I recently finished reading the book A Brief History of Everything, by Ken Wilber, who I first wrote about last year in a post entitled “An Integral Approach to Marketing.” I have wanted to read this book for some time to better get a grasp of Ken Wilber’s ideas, who has influenced everyone from Bill Clinton and Deepak Chopra, to writer Michael Crichton and the Wachowski Brothers (directors of The Matrix). According to the web site Integrallife.com:
What makes Ken Wilber especially relevant in today’s world is that he is the originator of arguably the first truly comprehensive or integrative philosophy, aptly named “Integral Theory”. As Wilber himself puts it: “I’d like to think of it as one of the first believable world philosophies …” Incorporating cultural studies, anthropology, systems theory, developmental psychology, biology, and spirituality, it has been applied in fields as diverse as ecology, sustainability, psychotherapy, psychiatry, education, business, medicine, politics, sports, and art.

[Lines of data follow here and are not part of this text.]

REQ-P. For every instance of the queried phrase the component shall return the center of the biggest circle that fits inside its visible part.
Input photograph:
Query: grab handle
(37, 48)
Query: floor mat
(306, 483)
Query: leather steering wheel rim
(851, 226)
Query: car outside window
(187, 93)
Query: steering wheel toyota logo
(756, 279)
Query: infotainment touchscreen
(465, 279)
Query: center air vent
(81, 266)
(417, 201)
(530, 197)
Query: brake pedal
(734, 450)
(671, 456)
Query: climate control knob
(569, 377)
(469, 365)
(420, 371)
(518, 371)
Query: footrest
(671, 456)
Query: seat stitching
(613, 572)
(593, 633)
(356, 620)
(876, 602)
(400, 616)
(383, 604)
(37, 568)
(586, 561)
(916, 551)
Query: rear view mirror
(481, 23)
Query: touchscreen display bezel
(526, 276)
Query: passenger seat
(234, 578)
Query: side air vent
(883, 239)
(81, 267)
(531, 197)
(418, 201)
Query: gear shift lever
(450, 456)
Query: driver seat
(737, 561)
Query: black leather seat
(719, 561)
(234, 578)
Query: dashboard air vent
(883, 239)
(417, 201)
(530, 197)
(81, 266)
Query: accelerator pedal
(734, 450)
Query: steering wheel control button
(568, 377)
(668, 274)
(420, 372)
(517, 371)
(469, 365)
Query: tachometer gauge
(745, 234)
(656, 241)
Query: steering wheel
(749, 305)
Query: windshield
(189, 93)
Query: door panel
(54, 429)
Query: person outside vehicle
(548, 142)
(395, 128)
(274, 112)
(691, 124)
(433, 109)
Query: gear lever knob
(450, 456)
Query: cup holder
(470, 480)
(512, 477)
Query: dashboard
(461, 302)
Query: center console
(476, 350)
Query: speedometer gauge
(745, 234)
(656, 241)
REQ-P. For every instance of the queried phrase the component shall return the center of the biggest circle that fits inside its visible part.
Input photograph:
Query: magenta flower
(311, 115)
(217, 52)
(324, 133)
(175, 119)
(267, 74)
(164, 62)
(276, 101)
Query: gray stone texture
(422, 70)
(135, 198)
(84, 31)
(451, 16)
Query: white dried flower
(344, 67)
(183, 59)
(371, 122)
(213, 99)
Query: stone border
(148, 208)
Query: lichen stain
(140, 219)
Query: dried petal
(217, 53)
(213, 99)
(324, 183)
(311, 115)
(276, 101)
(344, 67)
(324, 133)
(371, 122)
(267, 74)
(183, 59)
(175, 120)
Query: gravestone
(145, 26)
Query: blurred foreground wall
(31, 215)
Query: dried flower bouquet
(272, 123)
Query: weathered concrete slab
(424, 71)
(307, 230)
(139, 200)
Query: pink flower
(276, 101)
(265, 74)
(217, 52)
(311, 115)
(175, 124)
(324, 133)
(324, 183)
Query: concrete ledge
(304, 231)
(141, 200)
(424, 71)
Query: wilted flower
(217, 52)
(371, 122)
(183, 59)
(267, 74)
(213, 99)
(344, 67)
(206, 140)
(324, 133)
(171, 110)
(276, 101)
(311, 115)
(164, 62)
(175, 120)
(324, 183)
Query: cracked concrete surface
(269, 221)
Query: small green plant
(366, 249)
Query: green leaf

To be a little more clear, Integral Theory aims to piece together a framework for better understanding the issues of the world through a lens that takes into account at least four different dimensions including the interior-individual (intentional), the exterior-individual (behavioral), the interior-collective (social), and the exterior-collective (social). A map of that overview is below:
In the book specifically, he chronologically synthesizes the seemingly unrelateable categories of human psychological development and human behavioral development from the perspective of natural science, together with social and cultural development in this map:
Practical Application to Business & Marketing
To give a practical example, in A Brief History of Everything, Wilber talks about some of the ways this model can be practically applied to such fields as law, education, and business. He writes:
Q: People can start to build this integral vision themselves by applying the four quadrants to whatever field they’re in.

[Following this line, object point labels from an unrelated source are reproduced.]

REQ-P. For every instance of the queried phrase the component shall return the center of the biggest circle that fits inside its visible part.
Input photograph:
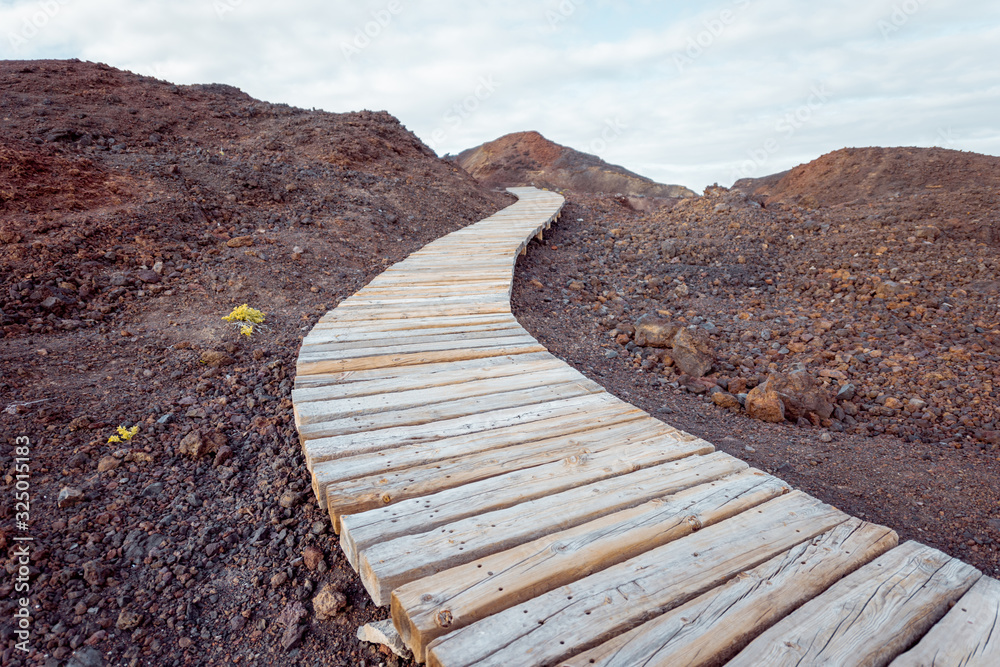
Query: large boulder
(801, 395)
(692, 352)
(765, 404)
(654, 331)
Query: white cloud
(697, 91)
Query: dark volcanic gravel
(895, 296)
(135, 214)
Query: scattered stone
(654, 331)
(692, 352)
(312, 557)
(128, 620)
(86, 657)
(290, 499)
(69, 496)
(108, 463)
(726, 400)
(193, 445)
(846, 392)
(328, 602)
(147, 276)
(240, 242)
(290, 617)
(384, 633)
(801, 395)
(216, 358)
(765, 404)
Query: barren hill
(134, 214)
(528, 158)
(865, 174)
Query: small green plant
(124, 434)
(246, 319)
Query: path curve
(512, 512)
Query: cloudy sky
(684, 92)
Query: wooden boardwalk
(514, 513)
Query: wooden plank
(360, 495)
(407, 457)
(327, 449)
(575, 617)
(868, 617)
(400, 313)
(968, 635)
(328, 410)
(437, 378)
(439, 412)
(319, 366)
(411, 324)
(335, 351)
(361, 301)
(713, 627)
(418, 515)
(430, 607)
(385, 566)
(418, 337)
(484, 365)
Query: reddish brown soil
(781, 285)
(528, 158)
(103, 175)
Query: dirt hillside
(528, 158)
(134, 214)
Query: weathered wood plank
(578, 616)
(329, 410)
(387, 565)
(430, 607)
(419, 515)
(483, 365)
(713, 627)
(409, 324)
(968, 635)
(375, 336)
(398, 313)
(324, 366)
(426, 337)
(399, 460)
(335, 352)
(443, 411)
(327, 449)
(360, 495)
(426, 380)
(868, 617)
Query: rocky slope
(854, 349)
(528, 158)
(134, 214)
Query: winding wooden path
(513, 513)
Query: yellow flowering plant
(246, 319)
(124, 434)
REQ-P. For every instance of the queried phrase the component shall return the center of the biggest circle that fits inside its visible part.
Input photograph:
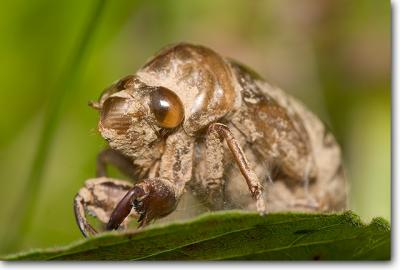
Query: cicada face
(134, 116)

A: That’s true. In medicine, for example, you can see that any effective care would have to take into account, not just the objective medicine or physical treatment that you give a person (UR), but also the person’s subjective beliefs and expectations (UL), the cultural attitudes, hopes and fears about sickness (LL), and the social institutions, economic factors, and access to health care (LR), all of which have a causal effect on the course of a person’s illness (because all four quadrants cause, and are caused by, the others). You can also do the same analysis with law, education, business, politics, environmental ethics, schools of feminism, prison reform, philosophical systems,and so on.

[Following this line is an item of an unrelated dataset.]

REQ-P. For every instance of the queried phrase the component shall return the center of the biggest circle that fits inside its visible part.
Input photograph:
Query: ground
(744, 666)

And this will pay off in the most concrete ways. If the four quadrants are real, then any health care system that includes all of them will be more effective (and therefore more cost efficient). Any business that takes them into account will be more efficient and thus more profitable … the general idea is simply that we need to exercise body, mind, soul and spirit—and to do so in self, culture, and nature.
In short, an “all quadrants, all levels” approach to business is one that takes into account various angles of understanding to best arrive at a solution. It’s a novel way of approaching business from a “holistic” perspective in the highest sense.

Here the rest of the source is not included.